Bruce Dickinson/St. Pete Times photoWhat is it about the '80s and replacement singers? We are, for better or worse, the decade of "Bring back Steve Perry!" "Bring back Dennis DeYoung!" "Bring back Ozzy!" "Bring back Peter Gabriel!"

The Dallas Observer went a step farther and has named their Top 10 Replacement Singers. And not to spoil the list, but nobody is naming Journey's Arnel Pineda or Styx's Lawrence Gowan among the elite replacements.

Here is the top 5 singers on the list. Click here to see the full list, which is almost entirely '80s-centric.

1. Bruce Dickinson (Iron Maiden). "If you want to talk to the most obstinate, know-it-all rock dudes ever, find some rabid Paul Di'Anno purists."

2. Ronnie James Dio (Black Sabbath). "His addition breathed new life into the ailing Sabbath, and fans count Heaven and Hell and Mob Rules among Sabbath's best albums."

3. David Gilmour (Pink Floyd). "Brought in as a fifth member, then bumped to lead vocals after Syd Barrett's breakdown, Gilmour's hypnotic vocals lent a featherlight edge to Floyd's solid progressive rock base."

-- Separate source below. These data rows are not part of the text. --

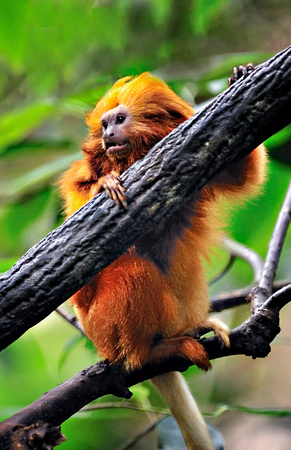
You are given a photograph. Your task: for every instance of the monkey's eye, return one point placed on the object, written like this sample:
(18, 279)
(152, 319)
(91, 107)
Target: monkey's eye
(120, 118)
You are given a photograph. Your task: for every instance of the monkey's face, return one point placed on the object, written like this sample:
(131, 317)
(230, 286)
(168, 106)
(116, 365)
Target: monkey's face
(115, 131)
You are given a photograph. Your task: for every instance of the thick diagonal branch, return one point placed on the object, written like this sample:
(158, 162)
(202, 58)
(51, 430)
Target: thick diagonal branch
(231, 126)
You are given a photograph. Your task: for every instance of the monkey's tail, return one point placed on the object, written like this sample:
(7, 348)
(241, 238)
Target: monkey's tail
(174, 390)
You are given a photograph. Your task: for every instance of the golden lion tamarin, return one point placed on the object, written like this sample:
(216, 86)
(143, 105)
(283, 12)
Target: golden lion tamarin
(147, 305)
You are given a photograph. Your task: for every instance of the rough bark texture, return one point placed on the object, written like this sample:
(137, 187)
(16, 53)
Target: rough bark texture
(231, 126)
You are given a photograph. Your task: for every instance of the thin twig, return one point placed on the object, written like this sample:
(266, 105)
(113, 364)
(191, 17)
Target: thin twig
(223, 272)
(247, 254)
(265, 287)
(239, 297)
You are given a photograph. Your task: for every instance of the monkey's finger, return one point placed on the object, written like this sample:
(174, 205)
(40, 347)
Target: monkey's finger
(121, 197)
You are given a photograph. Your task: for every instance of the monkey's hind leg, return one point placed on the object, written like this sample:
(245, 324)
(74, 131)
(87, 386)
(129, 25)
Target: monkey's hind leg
(184, 346)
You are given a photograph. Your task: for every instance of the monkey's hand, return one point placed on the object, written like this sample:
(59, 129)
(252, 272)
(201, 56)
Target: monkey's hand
(216, 325)
(111, 184)
(240, 72)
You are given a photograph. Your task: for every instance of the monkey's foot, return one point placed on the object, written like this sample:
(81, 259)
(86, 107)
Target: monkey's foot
(216, 325)
(240, 72)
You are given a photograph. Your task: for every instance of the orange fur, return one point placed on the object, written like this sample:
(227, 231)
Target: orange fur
(146, 305)
(132, 301)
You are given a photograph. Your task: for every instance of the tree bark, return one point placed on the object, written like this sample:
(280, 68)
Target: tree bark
(228, 128)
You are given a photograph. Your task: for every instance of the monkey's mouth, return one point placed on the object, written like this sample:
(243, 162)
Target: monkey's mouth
(116, 149)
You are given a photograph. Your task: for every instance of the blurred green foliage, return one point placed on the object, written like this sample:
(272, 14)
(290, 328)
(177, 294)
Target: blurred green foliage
(57, 58)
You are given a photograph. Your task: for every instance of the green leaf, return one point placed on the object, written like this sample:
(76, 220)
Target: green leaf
(16, 125)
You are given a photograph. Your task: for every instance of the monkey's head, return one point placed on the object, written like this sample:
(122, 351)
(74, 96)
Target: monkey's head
(135, 114)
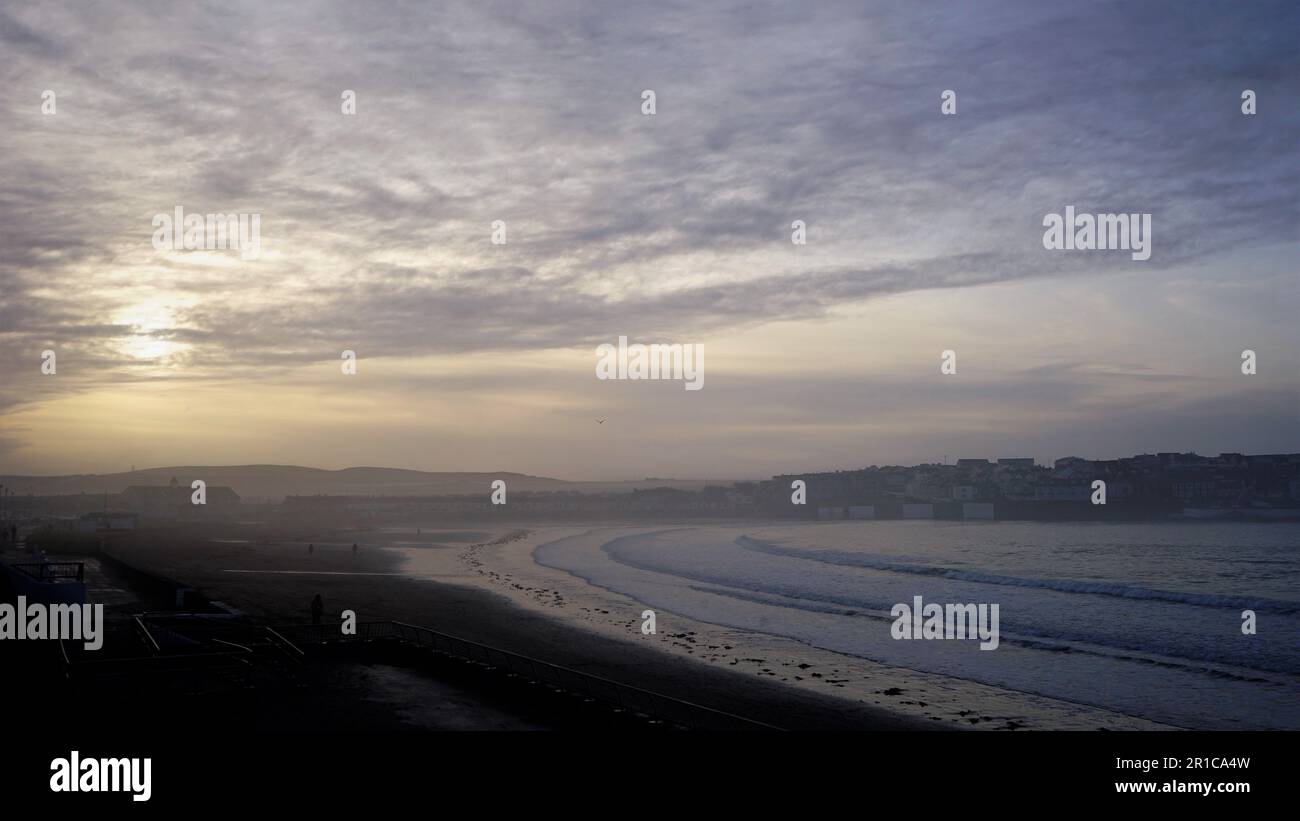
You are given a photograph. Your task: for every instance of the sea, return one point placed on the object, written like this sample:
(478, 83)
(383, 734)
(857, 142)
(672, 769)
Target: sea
(1187, 624)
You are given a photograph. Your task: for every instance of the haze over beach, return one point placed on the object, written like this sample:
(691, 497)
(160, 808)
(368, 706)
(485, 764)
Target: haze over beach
(375, 372)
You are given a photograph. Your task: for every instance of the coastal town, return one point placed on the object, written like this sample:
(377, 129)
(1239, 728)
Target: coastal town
(1151, 486)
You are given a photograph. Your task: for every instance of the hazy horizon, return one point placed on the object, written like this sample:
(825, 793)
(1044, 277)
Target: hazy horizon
(924, 234)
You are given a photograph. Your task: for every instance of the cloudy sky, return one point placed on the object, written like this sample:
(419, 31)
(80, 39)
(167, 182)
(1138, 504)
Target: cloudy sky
(924, 233)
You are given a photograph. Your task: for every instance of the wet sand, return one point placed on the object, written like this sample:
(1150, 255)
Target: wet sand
(276, 582)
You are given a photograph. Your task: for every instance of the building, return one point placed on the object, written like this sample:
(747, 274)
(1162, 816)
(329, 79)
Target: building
(107, 521)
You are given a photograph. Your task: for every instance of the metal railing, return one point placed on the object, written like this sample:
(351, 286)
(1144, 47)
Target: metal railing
(53, 570)
(612, 694)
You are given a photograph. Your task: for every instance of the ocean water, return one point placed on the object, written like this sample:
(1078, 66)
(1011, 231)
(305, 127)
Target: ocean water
(1142, 618)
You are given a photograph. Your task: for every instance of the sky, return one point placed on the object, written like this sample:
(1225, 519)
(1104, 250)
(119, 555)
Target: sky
(923, 233)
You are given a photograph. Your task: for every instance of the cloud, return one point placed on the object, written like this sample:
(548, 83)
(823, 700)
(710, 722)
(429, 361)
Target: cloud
(376, 226)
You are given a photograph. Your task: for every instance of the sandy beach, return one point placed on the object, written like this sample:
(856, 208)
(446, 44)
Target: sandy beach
(481, 583)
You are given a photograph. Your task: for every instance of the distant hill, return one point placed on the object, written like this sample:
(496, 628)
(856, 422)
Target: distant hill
(273, 482)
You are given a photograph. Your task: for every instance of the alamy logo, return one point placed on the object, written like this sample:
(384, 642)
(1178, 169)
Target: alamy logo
(1097, 233)
(70, 622)
(653, 361)
(950, 621)
(182, 231)
(74, 774)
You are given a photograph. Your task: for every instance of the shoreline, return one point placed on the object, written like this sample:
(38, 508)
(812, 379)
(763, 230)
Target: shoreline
(484, 589)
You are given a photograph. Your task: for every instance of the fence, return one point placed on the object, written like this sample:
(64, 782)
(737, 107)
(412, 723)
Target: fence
(612, 694)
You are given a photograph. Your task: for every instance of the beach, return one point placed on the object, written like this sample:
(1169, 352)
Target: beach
(486, 585)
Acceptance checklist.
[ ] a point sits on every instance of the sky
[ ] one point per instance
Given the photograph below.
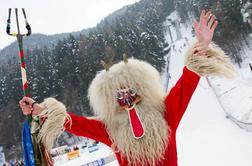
(56, 16)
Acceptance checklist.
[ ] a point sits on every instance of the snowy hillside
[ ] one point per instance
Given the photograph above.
(205, 136)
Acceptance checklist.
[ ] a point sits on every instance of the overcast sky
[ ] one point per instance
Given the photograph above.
(57, 16)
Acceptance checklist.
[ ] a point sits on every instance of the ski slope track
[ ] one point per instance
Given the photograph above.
(205, 136)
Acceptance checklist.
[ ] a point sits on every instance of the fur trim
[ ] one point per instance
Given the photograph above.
(55, 116)
(146, 81)
(215, 63)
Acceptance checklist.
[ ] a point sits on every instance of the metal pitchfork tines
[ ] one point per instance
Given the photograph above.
(28, 27)
(19, 37)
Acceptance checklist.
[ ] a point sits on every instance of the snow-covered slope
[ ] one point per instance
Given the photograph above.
(205, 136)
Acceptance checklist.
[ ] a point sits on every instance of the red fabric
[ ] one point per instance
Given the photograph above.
(136, 123)
(176, 103)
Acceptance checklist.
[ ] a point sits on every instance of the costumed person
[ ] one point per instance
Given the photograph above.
(134, 116)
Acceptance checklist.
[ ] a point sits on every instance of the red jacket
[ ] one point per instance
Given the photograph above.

4. Brian Johnson (AC/DC). "Why do people hate this guy? ... Not only did AC/DC replace their vocalist, but their first album with Johnson, Back In Black, was the biggest album of their careers."

5. Jean Terrell (the Supremes). "Motown president Berry Gordy recruited 24-year-old club singer Terrell to replace the departing Diana Ross in 1969."